No evidence of impaired adult social approach in the automated three-chambered task

Figure 4 shows normal sociability in adult male Nlgn4 mice of the Bethesda cohort tested using the LBN method, of the Bethesda cohort tested using methods from Jamain et al. (2008), and of the Paris cohort tested using the Paris method. Males of all genotypes spent significantly more time in the chamber containing the novel mouse than in the chamber containing the novel object (Bethesda cohort; Fig. 4a,e) or the empty cup (Paris cohort; Fig. 4c), and spent more time sniffing the novel mouse than the novel object (Fig. 4b,f) or the empty cup (Fig. 4d), with the exception of wild-type males tested in Bethesda using the Jamain method (Fig. 4e). (a, b) Bethesda cohort males tested with LBN method.

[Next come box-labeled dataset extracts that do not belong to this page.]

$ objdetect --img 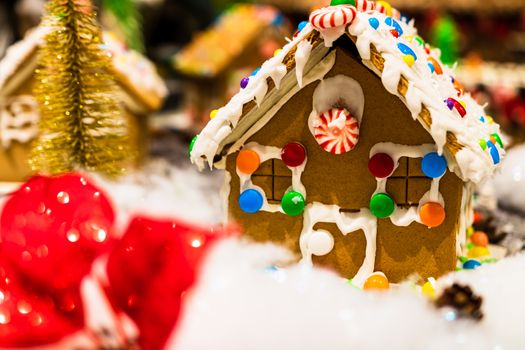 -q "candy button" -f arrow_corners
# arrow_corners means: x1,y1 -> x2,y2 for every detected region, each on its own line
368,153 -> 394,179
463,259 -> 481,270
487,141 -> 500,165
385,17 -> 403,38
352,0 -> 376,12
419,202 -> 445,228
237,149 -> 261,174
308,230 -> 334,256
281,142 -> 306,167
363,272 -> 390,291
241,77 -> 250,89
368,17 -> 379,29
239,189 -> 263,214
281,191 -> 305,216
403,55 -> 415,67
479,139 -> 487,150
330,0 -> 355,6
445,97 -> 467,118
397,43 -> 417,61
490,133 -> 503,148
470,231 -> 489,247
370,193 -> 395,219
188,135 -> 199,156
427,57 -> 443,75
376,1 -> 392,16
467,247 -> 490,258
421,152 -> 447,179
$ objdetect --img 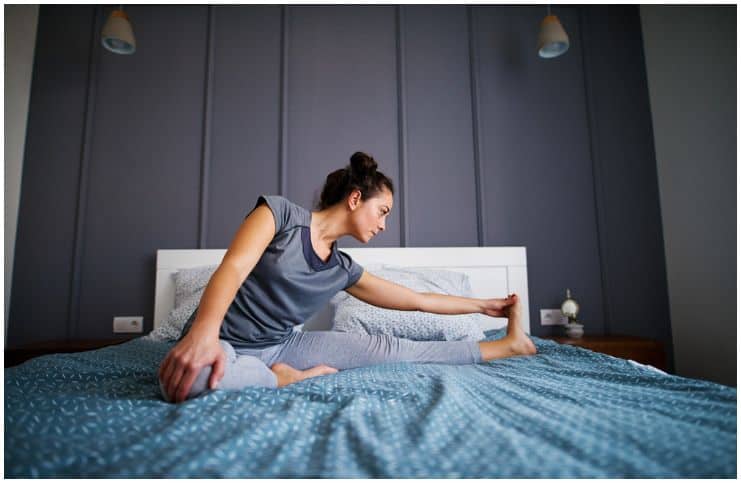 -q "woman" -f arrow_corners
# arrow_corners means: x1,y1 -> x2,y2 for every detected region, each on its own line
158,152 -> 535,402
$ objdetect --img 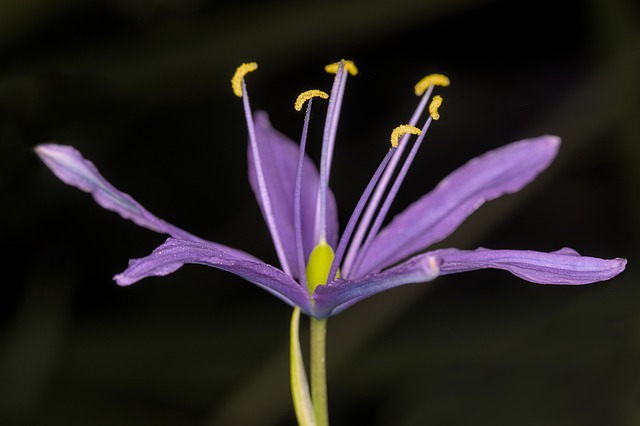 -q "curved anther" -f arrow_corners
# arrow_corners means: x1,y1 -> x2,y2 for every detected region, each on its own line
414,74 -> 449,96
429,95 -> 442,120
294,89 -> 329,111
231,62 -> 258,98
391,124 -> 422,148
324,59 -> 358,75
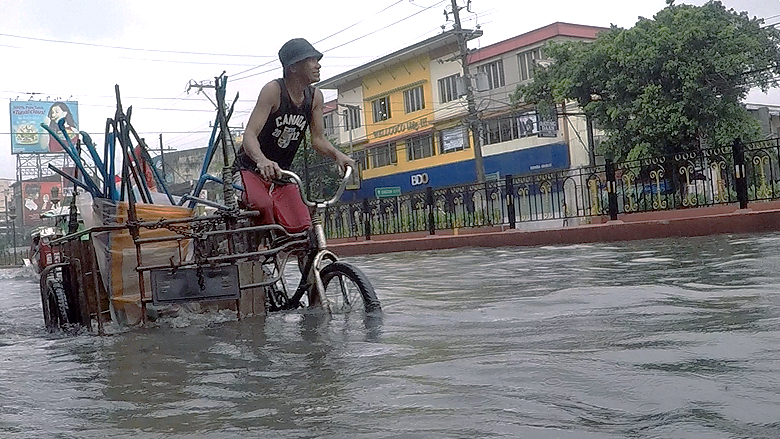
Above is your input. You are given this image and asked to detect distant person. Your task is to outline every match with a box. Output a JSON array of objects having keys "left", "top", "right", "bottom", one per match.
[
  {"left": 46, "top": 102, "right": 79, "bottom": 152},
  {"left": 235, "top": 38, "right": 355, "bottom": 233}
]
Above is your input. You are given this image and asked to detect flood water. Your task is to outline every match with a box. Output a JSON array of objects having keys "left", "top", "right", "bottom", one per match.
[{"left": 0, "top": 234, "right": 780, "bottom": 439}]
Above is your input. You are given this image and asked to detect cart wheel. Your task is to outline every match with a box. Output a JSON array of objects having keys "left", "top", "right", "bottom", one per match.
[{"left": 42, "top": 279, "right": 70, "bottom": 332}]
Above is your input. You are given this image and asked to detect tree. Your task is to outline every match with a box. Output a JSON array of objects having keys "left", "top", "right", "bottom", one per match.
[{"left": 512, "top": 1, "right": 780, "bottom": 159}]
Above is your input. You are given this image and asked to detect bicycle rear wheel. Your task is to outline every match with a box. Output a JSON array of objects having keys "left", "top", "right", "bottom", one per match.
[{"left": 320, "top": 261, "right": 382, "bottom": 314}]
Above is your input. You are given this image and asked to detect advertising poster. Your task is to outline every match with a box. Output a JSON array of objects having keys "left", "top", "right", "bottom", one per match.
[
  {"left": 22, "top": 181, "right": 63, "bottom": 226},
  {"left": 9, "top": 101, "right": 79, "bottom": 154}
]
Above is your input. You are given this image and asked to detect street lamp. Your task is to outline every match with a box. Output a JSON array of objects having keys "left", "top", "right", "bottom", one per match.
[
  {"left": 7, "top": 204, "right": 18, "bottom": 265},
  {"left": 3, "top": 189, "right": 11, "bottom": 264}
]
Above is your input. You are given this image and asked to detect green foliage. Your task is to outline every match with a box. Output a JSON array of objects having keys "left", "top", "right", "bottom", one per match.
[{"left": 512, "top": 1, "right": 780, "bottom": 160}]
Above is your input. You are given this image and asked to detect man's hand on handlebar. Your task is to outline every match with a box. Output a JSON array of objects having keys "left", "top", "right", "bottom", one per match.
[
  {"left": 257, "top": 159, "right": 282, "bottom": 181},
  {"left": 336, "top": 154, "right": 357, "bottom": 175}
]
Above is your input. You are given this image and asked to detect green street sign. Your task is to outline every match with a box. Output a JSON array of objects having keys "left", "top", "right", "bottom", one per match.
[{"left": 374, "top": 186, "right": 401, "bottom": 198}]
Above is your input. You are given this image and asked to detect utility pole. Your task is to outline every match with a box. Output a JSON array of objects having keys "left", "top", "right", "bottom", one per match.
[
  {"left": 160, "top": 133, "right": 165, "bottom": 181},
  {"left": 452, "top": 0, "right": 485, "bottom": 183}
]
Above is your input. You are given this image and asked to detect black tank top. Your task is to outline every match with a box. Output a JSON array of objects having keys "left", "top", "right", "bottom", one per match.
[{"left": 236, "top": 78, "right": 314, "bottom": 171}]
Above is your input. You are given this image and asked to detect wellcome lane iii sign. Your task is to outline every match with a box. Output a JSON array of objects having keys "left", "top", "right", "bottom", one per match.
[{"left": 9, "top": 101, "right": 79, "bottom": 154}]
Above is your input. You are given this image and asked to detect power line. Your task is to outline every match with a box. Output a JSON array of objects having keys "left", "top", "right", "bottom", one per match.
[{"left": 233, "top": 0, "right": 447, "bottom": 81}]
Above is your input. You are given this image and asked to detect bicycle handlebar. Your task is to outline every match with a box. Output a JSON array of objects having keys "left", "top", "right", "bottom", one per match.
[{"left": 282, "top": 165, "right": 353, "bottom": 207}]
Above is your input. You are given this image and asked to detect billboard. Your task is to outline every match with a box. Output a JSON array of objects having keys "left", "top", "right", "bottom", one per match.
[
  {"left": 9, "top": 101, "right": 79, "bottom": 154},
  {"left": 22, "top": 181, "right": 63, "bottom": 226}
]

Chamber time: +/+, F1,6 =21.55, P <0.01; +/−, F1,11 =76.54, P <0.001; −/−, F1,12 =15.90, P <0.01. Sniff time: +/+, F1,6 =8.50, P <0.05; +/−, F1,11 =29.91, P <0.001; −/−, F1,12 =38.70, P <0.001. (c, d) Paris cohort males tested with Paris method. Chamber time: +/+, F1,10 =22.32, P <0.001; +/−, F1,14 =17.89, P <0.001; −/−, F1,13 =38.19, P <0.001. Sniff time: +/+, F1,0 =22.22, P <0.001; +/−, F1,14 =44.18, P <.001; −/−, F1,13 =46.77, P <0.001. (e, f) Bethesda cohort males tested with the Jamain method. Chamber time: +/+, F1,8 =3.65, P =0.09; +/−, F1,7 =34.38, P <0.001; −/−, F1,7 =10.35, P <0.05. Sniff time: +/+, F1,8 =17.01, P <0.01; +/−, F1,7 =36.22, P <0.001; −/−, F1,7 =30.00, P <0.001. (g, h) Paris cohort males preference for social novelty. Chamber time: +/+, F1,10 =5.35, P <0.05; +/−, F1,14 =2.68, NS; −/−, F1,13 =7.31, P <0.05. Sniff time: +/+, F1,10 =3.02, NS; +/−, F1,14 =9.01, P <0.01; −/−, F1,13 =0.49, NS. Similar results were found in female mice tested at the two sites (Figure S3).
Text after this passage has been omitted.